Nos meados do século I Roma possuía um vasto território na bacia do Mediterrâneo e estava em franca expansão. Todavia, a tensão interna resultante de uma sociedade complexamente estratificada fragilizava a República. De um lado havia generais sedentos de poder, de outro o descontentamento social rampante.

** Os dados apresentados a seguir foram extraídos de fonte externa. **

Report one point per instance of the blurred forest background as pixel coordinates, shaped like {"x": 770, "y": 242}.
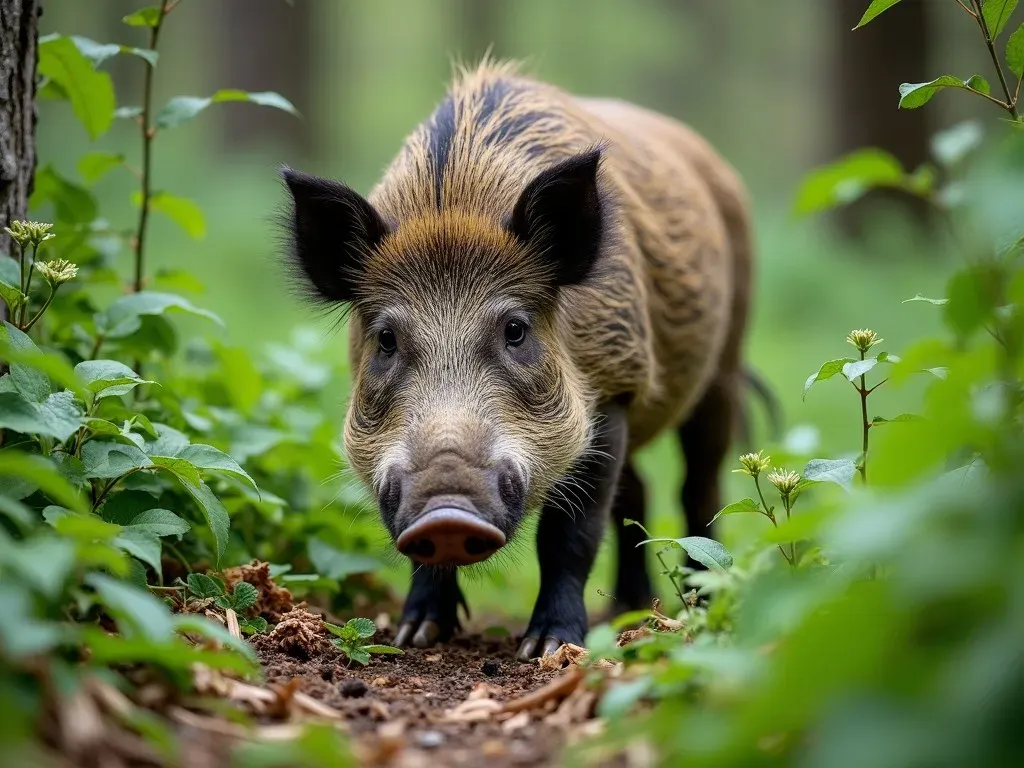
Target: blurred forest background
{"x": 778, "y": 87}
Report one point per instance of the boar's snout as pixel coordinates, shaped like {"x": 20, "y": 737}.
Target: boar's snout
{"x": 450, "y": 532}
{"x": 451, "y": 512}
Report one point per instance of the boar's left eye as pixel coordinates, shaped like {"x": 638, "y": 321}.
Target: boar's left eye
{"x": 387, "y": 341}
{"x": 515, "y": 333}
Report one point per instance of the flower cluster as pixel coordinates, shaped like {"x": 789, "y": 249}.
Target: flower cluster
{"x": 29, "y": 232}
{"x": 57, "y": 271}
{"x": 863, "y": 339}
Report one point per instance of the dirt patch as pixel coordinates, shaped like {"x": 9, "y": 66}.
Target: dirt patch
{"x": 412, "y": 710}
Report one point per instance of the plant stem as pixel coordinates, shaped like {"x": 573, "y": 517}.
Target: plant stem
{"x": 1011, "y": 104}
{"x": 771, "y": 517}
{"x": 863, "y": 391}
{"x": 672, "y": 578}
{"x": 49, "y": 299}
{"x": 148, "y": 133}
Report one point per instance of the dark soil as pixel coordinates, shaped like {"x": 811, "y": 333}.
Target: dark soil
{"x": 396, "y": 707}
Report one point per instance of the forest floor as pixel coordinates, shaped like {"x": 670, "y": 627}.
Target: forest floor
{"x": 465, "y": 702}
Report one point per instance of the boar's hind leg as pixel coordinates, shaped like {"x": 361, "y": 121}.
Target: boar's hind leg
{"x": 567, "y": 543}
{"x": 632, "y": 582}
{"x": 431, "y": 608}
{"x": 706, "y": 438}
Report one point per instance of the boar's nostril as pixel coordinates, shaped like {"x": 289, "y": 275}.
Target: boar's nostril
{"x": 450, "y": 537}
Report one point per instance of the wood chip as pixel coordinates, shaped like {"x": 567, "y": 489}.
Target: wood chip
{"x": 558, "y": 688}
{"x": 232, "y": 624}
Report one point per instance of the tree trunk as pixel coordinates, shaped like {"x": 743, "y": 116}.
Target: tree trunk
{"x": 18, "y": 38}
{"x": 870, "y": 65}
{"x": 266, "y": 45}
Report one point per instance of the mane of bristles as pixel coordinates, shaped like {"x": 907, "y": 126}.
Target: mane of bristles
{"x": 493, "y": 131}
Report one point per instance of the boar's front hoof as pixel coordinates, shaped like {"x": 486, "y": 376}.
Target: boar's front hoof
{"x": 419, "y": 636}
{"x": 531, "y": 647}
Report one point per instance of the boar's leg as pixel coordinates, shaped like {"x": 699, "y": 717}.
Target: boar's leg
{"x": 706, "y": 438}
{"x": 431, "y": 608}
{"x": 566, "y": 544}
{"x": 632, "y": 582}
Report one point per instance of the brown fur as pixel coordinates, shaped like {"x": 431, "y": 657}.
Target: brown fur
{"x": 664, "y": 322}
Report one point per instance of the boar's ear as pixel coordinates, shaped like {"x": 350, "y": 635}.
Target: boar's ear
{"x": 332, "y": 230}
{"x": 559, "y": 216}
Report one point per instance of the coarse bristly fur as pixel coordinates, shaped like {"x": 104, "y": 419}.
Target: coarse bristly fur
{"x": 615, "y": 235}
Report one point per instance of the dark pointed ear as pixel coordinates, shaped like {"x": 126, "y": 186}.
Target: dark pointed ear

Na época, a sociedade romana estava dividida de tal forma que as vestimentas, privilégios e protocolos tornavam patentes as diferenças. No topo ficavam os patrícios, que reuniam os senatores — as antigas famílias fundadoras de Roma que constituíam a classe senatorial, cujos ofícios restringiam-se à guerra e à agricultura — e equites — a classe enriquecida com o comércio. Quando os membros da classe econômica galgavam postos na magistratura ou eram admitidas ao senado, tornavam-se senatores. Depois vinham a plebe, libertos, latinos, peregrinos e escravos. Quem não tinha dinheiro ou poder devia viver a relação de patronato-cliente: buscar os favores de alguém rico e poderoso, prestando homenagem diárias no salutatio, cantando poemas e defendendo os interesses de seu protetor.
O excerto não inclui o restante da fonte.